The bool and int types in boolean contexts
I have this code in a boolean context:
True and False or 2
Output: 2
Type checking for this expression resulted in int
.
Then I changed the code to:
True and False or True
Output: True
And type checking for this expression resulted inbool
- Why is the output in the 1st code
2
? - Shouldn't you express an expression for a boolean value?
If not, why?
In Python, when using 'and' and 'or', the expression is evaluated using the objects involved instead of using Booleans as in many other languages.
So:
1 and 2 will evaluate to 2
1 or 2 will evaluate to 1 (short-circuit)

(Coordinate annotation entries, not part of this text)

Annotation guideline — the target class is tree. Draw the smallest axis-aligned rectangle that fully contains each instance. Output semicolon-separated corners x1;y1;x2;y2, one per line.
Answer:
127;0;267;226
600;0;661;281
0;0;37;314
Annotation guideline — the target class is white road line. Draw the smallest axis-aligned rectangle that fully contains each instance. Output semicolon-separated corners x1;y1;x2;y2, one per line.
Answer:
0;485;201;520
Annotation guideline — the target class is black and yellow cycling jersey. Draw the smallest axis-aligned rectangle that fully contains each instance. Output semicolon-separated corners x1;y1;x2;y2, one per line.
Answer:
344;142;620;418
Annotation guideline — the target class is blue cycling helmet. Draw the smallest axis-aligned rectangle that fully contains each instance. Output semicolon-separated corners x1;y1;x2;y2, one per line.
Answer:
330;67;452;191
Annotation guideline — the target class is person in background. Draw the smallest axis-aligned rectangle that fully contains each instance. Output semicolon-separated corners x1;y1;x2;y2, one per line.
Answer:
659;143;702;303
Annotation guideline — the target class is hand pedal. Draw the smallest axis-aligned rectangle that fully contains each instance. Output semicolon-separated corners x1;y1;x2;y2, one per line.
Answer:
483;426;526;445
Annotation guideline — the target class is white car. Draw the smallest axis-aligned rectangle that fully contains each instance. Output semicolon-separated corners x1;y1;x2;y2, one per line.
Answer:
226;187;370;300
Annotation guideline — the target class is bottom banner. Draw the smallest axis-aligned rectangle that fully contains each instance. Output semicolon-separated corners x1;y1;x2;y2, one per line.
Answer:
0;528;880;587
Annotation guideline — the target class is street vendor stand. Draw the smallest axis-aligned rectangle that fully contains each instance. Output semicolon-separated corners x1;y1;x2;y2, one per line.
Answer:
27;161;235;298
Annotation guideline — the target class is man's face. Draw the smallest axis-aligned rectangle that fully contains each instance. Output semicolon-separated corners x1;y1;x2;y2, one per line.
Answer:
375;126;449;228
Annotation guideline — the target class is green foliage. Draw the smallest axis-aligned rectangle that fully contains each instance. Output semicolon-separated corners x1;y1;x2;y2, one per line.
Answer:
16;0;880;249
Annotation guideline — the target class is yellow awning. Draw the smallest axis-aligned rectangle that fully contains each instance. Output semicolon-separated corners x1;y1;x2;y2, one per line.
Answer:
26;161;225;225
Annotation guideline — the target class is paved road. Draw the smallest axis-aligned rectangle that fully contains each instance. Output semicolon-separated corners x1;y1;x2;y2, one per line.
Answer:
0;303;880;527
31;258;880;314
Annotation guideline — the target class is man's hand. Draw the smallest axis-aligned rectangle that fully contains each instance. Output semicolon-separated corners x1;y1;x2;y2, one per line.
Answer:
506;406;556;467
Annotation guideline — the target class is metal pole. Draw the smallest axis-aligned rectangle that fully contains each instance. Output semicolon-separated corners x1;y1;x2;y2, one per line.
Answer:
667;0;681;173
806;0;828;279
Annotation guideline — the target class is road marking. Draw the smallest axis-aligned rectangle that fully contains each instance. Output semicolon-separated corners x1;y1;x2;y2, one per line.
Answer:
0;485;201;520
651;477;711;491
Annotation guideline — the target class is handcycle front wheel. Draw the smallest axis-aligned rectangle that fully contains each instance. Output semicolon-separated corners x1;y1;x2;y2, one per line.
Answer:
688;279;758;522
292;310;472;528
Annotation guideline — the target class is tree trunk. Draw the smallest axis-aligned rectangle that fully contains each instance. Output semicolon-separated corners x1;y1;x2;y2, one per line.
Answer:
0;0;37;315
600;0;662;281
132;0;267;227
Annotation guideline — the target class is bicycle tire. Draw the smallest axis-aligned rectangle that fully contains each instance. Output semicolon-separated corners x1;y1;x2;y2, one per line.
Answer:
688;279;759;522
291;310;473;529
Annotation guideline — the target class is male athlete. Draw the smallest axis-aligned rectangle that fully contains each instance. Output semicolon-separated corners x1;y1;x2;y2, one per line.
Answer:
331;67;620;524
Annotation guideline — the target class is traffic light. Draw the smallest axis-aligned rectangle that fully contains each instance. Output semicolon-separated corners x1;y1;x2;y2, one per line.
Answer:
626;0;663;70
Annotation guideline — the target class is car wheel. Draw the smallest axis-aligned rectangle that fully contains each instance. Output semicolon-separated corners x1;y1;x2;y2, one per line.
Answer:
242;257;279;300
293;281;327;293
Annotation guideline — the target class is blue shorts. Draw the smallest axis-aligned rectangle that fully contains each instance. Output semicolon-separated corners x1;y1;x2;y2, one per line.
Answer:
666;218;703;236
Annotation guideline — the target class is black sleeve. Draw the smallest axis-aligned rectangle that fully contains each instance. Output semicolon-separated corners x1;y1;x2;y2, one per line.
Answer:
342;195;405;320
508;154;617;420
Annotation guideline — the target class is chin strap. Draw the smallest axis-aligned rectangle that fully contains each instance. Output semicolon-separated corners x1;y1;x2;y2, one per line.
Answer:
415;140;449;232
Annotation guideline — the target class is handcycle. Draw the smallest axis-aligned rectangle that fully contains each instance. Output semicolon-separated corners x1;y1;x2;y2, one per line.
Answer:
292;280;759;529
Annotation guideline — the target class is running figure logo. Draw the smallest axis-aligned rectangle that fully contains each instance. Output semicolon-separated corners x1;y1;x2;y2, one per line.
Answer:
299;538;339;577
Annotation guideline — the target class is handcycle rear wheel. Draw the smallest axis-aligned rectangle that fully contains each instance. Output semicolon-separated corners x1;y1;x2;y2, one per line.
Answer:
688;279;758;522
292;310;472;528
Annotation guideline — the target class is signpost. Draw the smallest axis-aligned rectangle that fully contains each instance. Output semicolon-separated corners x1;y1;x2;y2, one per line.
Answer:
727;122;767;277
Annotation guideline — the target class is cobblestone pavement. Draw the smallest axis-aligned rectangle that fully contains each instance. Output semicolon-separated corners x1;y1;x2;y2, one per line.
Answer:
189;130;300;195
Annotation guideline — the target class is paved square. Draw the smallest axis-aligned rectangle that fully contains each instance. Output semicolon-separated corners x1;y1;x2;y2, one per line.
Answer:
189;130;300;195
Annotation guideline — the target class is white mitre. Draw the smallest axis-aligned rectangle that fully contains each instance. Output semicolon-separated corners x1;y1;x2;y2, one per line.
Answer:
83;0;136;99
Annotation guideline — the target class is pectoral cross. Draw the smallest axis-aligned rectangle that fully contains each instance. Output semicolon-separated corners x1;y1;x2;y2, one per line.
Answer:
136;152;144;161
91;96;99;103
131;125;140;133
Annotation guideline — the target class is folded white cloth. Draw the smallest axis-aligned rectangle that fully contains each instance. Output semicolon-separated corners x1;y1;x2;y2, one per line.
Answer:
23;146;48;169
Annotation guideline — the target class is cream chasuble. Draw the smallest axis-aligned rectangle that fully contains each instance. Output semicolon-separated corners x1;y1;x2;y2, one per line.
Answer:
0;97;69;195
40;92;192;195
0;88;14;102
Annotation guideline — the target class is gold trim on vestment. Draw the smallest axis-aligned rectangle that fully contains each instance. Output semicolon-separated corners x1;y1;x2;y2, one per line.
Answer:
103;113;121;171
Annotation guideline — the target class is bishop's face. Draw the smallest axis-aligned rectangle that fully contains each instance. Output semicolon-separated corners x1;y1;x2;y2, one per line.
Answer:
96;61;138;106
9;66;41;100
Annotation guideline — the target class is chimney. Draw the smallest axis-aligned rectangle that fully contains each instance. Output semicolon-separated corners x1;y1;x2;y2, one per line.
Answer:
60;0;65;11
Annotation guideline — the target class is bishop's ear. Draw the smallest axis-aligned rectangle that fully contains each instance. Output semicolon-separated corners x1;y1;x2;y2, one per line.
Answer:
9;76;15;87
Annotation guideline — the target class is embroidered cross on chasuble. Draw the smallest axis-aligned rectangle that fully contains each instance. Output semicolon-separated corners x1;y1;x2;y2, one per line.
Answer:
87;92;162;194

1 and "hello" will evaluate to "hello"
... etc.
If you want boolean, just surround the whole expression with bool (..)
Further reading: http://www.diveintopython.net/power_of_introspection/and_or.html https://docs.python.org/2/reference/expressions.html#boolean-operations
All you need to know is the definition of the OR
operand . Based on python documentation:
An x or y expression evaluates x first; if x is true, its value is returned; otherwise, y is evaluated and the return value is returned.
Since precedence is OR
less than and
, your expression is evaluated like this:
(True and False) or 2
Which is equal to the following:
False or 2
So, based on the previous documentation, the result will be the object's right value, which is 2.
When you said True and False
it is evaluated as False
. Then you have False or 2
one that will evaluate as will 2
now True and False or True
be evaluated before True
but last True
in your expression. This is due to operator precedence
>>> True and False
False
>>> False or 2
2
>>>
The output is 2
not True
because it True and False or 2
looks like
var = (True and False)
if var:
print(var)
else:
print(2)
what gives
2
because will True and False
always evaluate the valueFalse
I think it is clear to you that the precedence of the operator between and
and or.
According to the Python documentation, an object is returned .
>>> 1 and 2
will return 2
according to the shorcut estimate. etc.